This document outlines the multi-signature, multi-owner functionality used in IssuingEntity and Custodian contracts. Multisig functionality in KYCRegistrar contracts use a similar implementation, you can read about the differences in the registrar documentation.
It may be useful to also view the MultiSig.sol source code while reading this document.
Multisig contracts are based around the following key components:
- Authorities are a collection of one or more addresses permitted to call specific admin-level functionality. Each authority is assigned a unique ID.
- The owner is the highest authority, capable of creating or restricted other authorities.
- Each authority has a unique threshold value, which is the number of required calls to a function before it executes. This value cannot be greater the number of addresses associated with the authority.
Contracts that implement multisig require 2 arguments in the constructor:
address _owners: One or more addresses to associate with the contract owner. The address deploying the contract is not implicitely included within the owner list.
uint32 _threshold: The number of calls required for the owner to perform a multi-sig action.
The owner has the highest level of control over the contract. Associated addresses may always call any admin-level functionality.
Calling MultiSig Functions¶
All multi-sig functions return a single boolean to indicate if the threshold was met and the call succeeded. Functions that implement multi-sig include the following line of code, either at the start or after the initial require statements:
if (!_checkMultiSig()) return false;
Calls that fail to meet the threshold will trigger an event
MultiSigCall which includes the current call count and the threshold
value. Once a caller meets the threshold the event
MultiSigCallApproved will trigger, the call will execute, and the
call count will be reset to zero.
The number of calls to a function is recorded using a keccak hash of the call data. As such, it is required that each callingn address format their call data in exactly the same way.

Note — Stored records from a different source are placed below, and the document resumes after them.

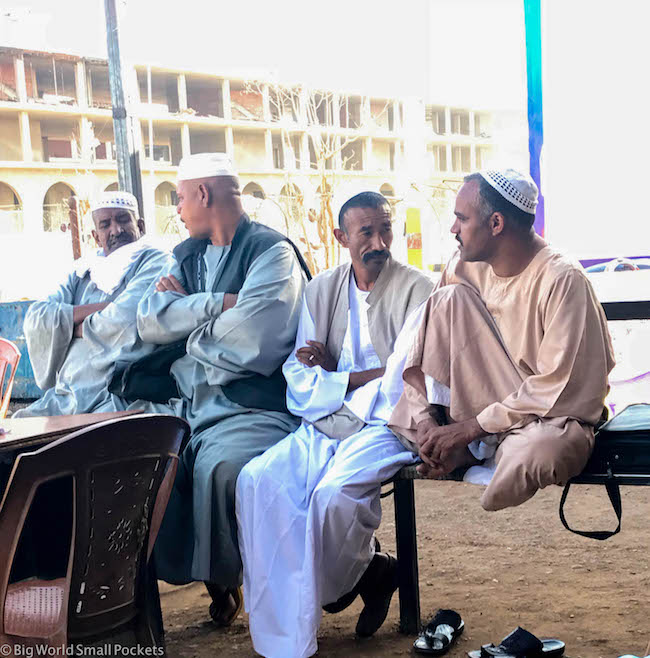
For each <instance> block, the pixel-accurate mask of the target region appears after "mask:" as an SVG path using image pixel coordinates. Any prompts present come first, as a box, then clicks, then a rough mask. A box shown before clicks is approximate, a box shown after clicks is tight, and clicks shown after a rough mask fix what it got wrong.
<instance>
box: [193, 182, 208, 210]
mask: <svg viewBox="0 0 650 658" xmlns="http://www.w3.org/2000/svg"><path fill="white" fill-rule="evenodd" d="M196 193H197V194H198V195H199V203H200V204H201V205H202V206H203V207H204V208H208V207H209V206H210V190H209V189H208V186H207V185H204V184H203V183H200V184H199V187H198V188H197V190H196Z"/></svg>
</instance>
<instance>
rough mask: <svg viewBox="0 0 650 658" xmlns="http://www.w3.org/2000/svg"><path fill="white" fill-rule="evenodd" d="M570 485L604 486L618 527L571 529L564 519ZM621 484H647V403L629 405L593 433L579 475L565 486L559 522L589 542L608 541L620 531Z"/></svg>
mask: <svg viewBox="0 0 650 658" xmlns="http://www.w3.org/2000/svg"><path fill="white" fill-rule="evenodd" d="M571 484H603V485H605V488H606V490H607V495H608V496H609V500H610V502H611V503H612V507H613V508H614V512H615V513H616V518H617V519H618V526H617V527H616V529H615V530H595V531H586V530H574V529H573V528H571V527H569V524H568V523H567V520H566V518H565V516H564V504H565V502H566V499H567V495H568V493H569V489H570V488H571ZM621 484H650V404H632V405H630V406H629V407H626V408H625V409H623V411H621V413H620V414H617V415H616V416H614V418H612V419H611V420H610V421H608V422H607V423H605V424H604V425H603V426H602V427H601V428H600V429H599V430H598V432H597V433H596V442H595V444H594V451H593V453H592V455H591V457H590V458H589V461H588V462H587V465H586V466H585V468H584V470H583V471H582V473H580V475H578V476H576V477H575V478H572V479H571V480H570V481H569V482H568V483H567V484H566V486H565V487H564V491H563V492H562V499H561V500H560V520H561V521H562V524H563V525H564V527H565V528H566V529H567V530H570V531H571V532H574V533H575V534H577V535H581V536H583V537H589V538H590V539H601V540H602V539H608V538H609V537H612V536H614V535H615V534H617V533H618V532H620V530H621V516H622V514H623V509H622V502H621V491H620V488H619V486H620V485H621Z"/></svg>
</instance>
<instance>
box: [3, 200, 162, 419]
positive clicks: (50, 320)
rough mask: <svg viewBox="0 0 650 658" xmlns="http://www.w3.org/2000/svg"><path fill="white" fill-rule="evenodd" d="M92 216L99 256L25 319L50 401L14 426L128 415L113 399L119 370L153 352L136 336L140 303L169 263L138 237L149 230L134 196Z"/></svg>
mask: <svg viewBox="0 0 650 658" xmlns="http://www.w3.org/2000/svg"><path fill="white" fill-rule="evenodd" d="M91 211H92V217H93V222H94V225H95V228H94V230H93V231H92V234H93V237H94V238H95V240H96V241H97V243H98V244H99V246H100V248H99V250H98V252H97V254H96V255H93V256H91V257H89V258H86V259H82V260H81V261H80V262H79V263H78V264H77V265H76V267H75V269H74V271H73V272H72V273H71V274H70V275H69V276H68V278H67V279H66V281H65V282H64V283H62V284H61V285H60V286H59V287H58V289H57V290H56V292H54V293H53V294H52V295H50V296H49V297H48V298H47V299H46V300H45V301H42V302H35V303H34V304H32V305H31V306H30V307H29V310H28V311H27V315H26V317H25V324H24V331H25V338H26V340H27V348H28V350H29V358H30V362H31V364H32V368H33V369H34V376H35V379H36V383H37V384H38V386H39V387H40V388H42V389H44V390H45V393H44V394H43V397H41V398H40V399H38V400H36V402H34V403H33V404H31V405H30V406H29V407H27V408H25V409H21V410H19V411H17V412H16V413H15V414H14V416H15V417H17V418H18V417H22V416H55V415H61V414H81V413H88V412H93V411H98V410H101V411H113V410H116V409H122V408H124V402H123V401H121V400H118V399H116V398H115V396H114V395H112V394H111V393H110V392H109V391H108V384H109V382H110V380H111V377H112V375H113V371H114V367H115V363H116V362H117V361H122V362H129V361H135V360H137V359H138V358H140V357H141V356H143V355H145V354H147V353H148V352H149V351H151V350H152V349H153V346H151V345H146V344H145V343H143V342H142V340H140V338H139V336H138V330H137V326H136V313H137V308H138V302H139V301H140V299H142V296H143V295H144V293H145V292H146V290H147V289H148V288H149V286H150V285H151V284H152V283H153V282H154V281H155V280H156V279H157V278H158V277H159V276H160V273H161V271H164V269H165V268H166V267H167V266H168V264H169V262H170V259H171V255H170V254H167V253H166V252H164V251H161V250H159V249H155V248H153V247H151V246H150V245H149V244H148V243H147V242H146V240H145V239H144V238H142V237H141V236H142V234H143V232H144V222H143V221H142V219H140V217H139V213H138V204H137V201H136V198H135V197H134V196H133V195H132V194H129V193H128V192H104V193H103V194H101V196H99V197H98V198H97V199H96V200H95V201H94V203H93V204H92V205H91Z"/></svg>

Repeating a multi-sig call from the same address before reaching the threshold will revert.
Implementing MultiSig in External Contracts¶
checkMultiSigExternal, it is possible to implement
multi-sig functionality in external contracts with the same set of
authorities. The function arguments are:
bytes4 _sig: The original function signature being called
bytes32 _callHash: a keccak hash of the original calldata
To implement this in an external contract, you would use the following code:
bytes32 _callHash = keccak256(msg.data); if (!MultiSigContract.checkMultiSigExternal(msg.sig, _callHash)) return false;
checkMultiSigExternal relies on tx.origin to verify that the
original caller is an approved authority. Permissions are chekced
against the signature value in the same way as with an internal call.
The recorded keccak hash of the call is formed by joining the address of
the calling contract, the signature, and the supplied call hash. As such
it is impossible to exploit the external call to advance the count on
internal multisig events.
An imporant security consideration: If an external contract includes a function with the same signature as a one inside the multi-sig contract, it will be impossible to set unique permissions for each function. Developers and auditors of external contracts should always keep this in mind.